Friday 10 February 2017

What is love – can it really be defined?

They say that there is a very thin line between love and hate - but just how thin is the line between love and lust?

Whether you're in a relationship already or admiring someone from afar, sorting out your feelings for someone can be a real challenge. While there's no clear, foolproof way to make the distinction for someone else, you can at least make the distinction clearer for yourself. Follow these steps to know the difference between love, infatuation and lust, and remember to be honest with yourself.

People say that lust leads to love, but I think it usually leads to a night of hot sex. Contrary to popular belief, sex isn't an indicator of love. Sex is just sex. According to Judith Orloff, M.D., “pure lust is based solely on physical attraction and fantasy and often dissipates when the ‘real person’ surfaces.” The key phrase here is “real person.”
And a person’s real self doesn’t truly surface until months into the relationship. Because you can’t say you really love someone until you’ve actually met the whole person. 

You can’t say you’re in a relationship until you’ve seen this person from top to bottom. It's confusing when sex and love are so closely intertwined. Just because that couple on Facebook is making out in front of lakes and taking selfies in the bedroom doesn't mean they're going to last. There's a good probability their lust will fizzle out before they realize how lame they truly are. 

So how can you tell if what you have is real or one inconsistent orgasm away from an unanswered text? When does lust become love? How can you tell if what you have is just a heightened libido or real butterflies?

Lust activates parts of the brain associated with reward and motivation, while love lights up regions connected to caring and empathy. You know you're in love when you care more about your partner than you care about yourself.

1. With love, care for this person even knowing his or her faults. You are committed to sticking together even through the most difficult circumstances. You can tell this person anything about yourself, even if the truth doesn't flatter you, and you know that your partner will accept you. There is no way to make a person love you, although actions do speak louder than words. If you are the one always giving and getting very little in return, you might consider asking a trusted friend or family member, one with your best interests at heart, what they see. Most of the time those on the outside are more likely to see things that you don't because love is blind.

2. With love, when you have an argument with your partner, you keep working until you are able to find some common ground. No argument can erase your commitment to one another, and you appreciate your partner speaking the truth even when it's painful. Even if you don't agree with your partner you will always take their side and defend them in front of your family and friends.

3. With love, you feel comfortable with your partner, and you feel a strong bond of trust. They should feel like your partner, in that marriage or moving in together feels natural because life is better with them. Your family and friends should know all about the person, and you have the reflex to stand up and protect the person from any nay-sayers

4. With love, you tolerate the reality of this person; with lust, you love the idea of this person. Remember the beginning stages? Remember how you used to daydream about your partner when you were at work? You'd imagine the two of you in bed, on dates and in life's biggest moments. You'd imagine your first fight, first holiday and first kiss. When you've woken up from that dream and still want to lie next to your partner, you're in love.
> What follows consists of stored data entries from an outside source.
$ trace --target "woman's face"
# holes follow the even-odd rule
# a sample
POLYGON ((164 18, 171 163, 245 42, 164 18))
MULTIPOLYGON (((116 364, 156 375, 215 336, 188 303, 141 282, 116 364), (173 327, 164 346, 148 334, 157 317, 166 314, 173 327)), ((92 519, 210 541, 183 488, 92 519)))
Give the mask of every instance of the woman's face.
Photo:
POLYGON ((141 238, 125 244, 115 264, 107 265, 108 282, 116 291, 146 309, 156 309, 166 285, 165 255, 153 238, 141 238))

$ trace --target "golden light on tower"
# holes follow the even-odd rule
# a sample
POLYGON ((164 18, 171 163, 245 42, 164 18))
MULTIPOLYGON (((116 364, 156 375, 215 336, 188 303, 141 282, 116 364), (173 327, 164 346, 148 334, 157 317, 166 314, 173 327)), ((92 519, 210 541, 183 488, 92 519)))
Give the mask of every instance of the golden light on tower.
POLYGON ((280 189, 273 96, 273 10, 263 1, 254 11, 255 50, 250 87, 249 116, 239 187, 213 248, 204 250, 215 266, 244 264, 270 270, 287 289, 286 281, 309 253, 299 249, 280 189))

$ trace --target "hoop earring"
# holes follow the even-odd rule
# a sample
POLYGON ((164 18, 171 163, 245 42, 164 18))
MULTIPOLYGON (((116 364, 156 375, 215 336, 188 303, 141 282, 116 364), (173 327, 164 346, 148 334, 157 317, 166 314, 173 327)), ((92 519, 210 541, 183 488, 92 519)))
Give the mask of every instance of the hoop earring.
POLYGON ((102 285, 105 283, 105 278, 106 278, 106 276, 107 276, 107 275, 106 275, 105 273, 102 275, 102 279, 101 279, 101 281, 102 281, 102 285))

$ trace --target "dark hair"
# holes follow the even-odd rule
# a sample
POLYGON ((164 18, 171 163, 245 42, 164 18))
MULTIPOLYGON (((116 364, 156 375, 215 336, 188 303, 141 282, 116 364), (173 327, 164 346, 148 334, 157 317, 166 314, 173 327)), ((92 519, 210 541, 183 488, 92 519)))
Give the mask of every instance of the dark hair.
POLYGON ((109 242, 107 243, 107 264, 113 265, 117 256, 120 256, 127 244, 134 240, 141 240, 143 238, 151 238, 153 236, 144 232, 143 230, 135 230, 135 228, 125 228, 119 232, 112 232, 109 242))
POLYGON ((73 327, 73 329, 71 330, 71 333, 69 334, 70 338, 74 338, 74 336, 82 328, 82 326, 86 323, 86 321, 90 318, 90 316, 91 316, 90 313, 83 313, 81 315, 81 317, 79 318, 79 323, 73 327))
5. With love, you can't see your partner’s face; with lust, you love your partner’s face. When you’re in love, it’s hard to truly see your partner. At least, you don’t see him or her in the way the rest of the world does. You see your lover’s essence, his or her very being, layered deep under the outer shell that’s visible to the world. The physical beauty you were once so attracted to becomes unimportant. Even if you’re still attracted to this person, your attraction has changed.  You don’t care about good looks; you care about this person’s best interest.

6. With love, you want to know everything; with lust, you talk about nothing. In the beginning, all you want to do is talk to this person all day. You chat about “the nothings”– what you’re doing right now, what you’re doing tonight and what you had for dinner. It’s not so much talking as it is flirting with a purpose. In a real relationship, you talk with purpose. Everything you say has meaning, and it’s no longer insignificant chit-chat. It’s what you need this person to know.


7. With love, you want to be together all the time; in lust, you want to be together all the time. Whether or not this is actually the person of your dreams, you should always want to be together. When it’s just lust, you’re fueled by hormones. When it’s love, you’re fueled by a different kind of burning. No matter what stage you're in, you should be excited to see the person you hope to spend the rest of your life with

In conclusion, when you meet someone you feel something special for don’t rush it; allow it to unfold naturally. The more you bring love, honesty, passion and romance into your own self-relationship, the easier it will be to attract someone who shares those same qualities.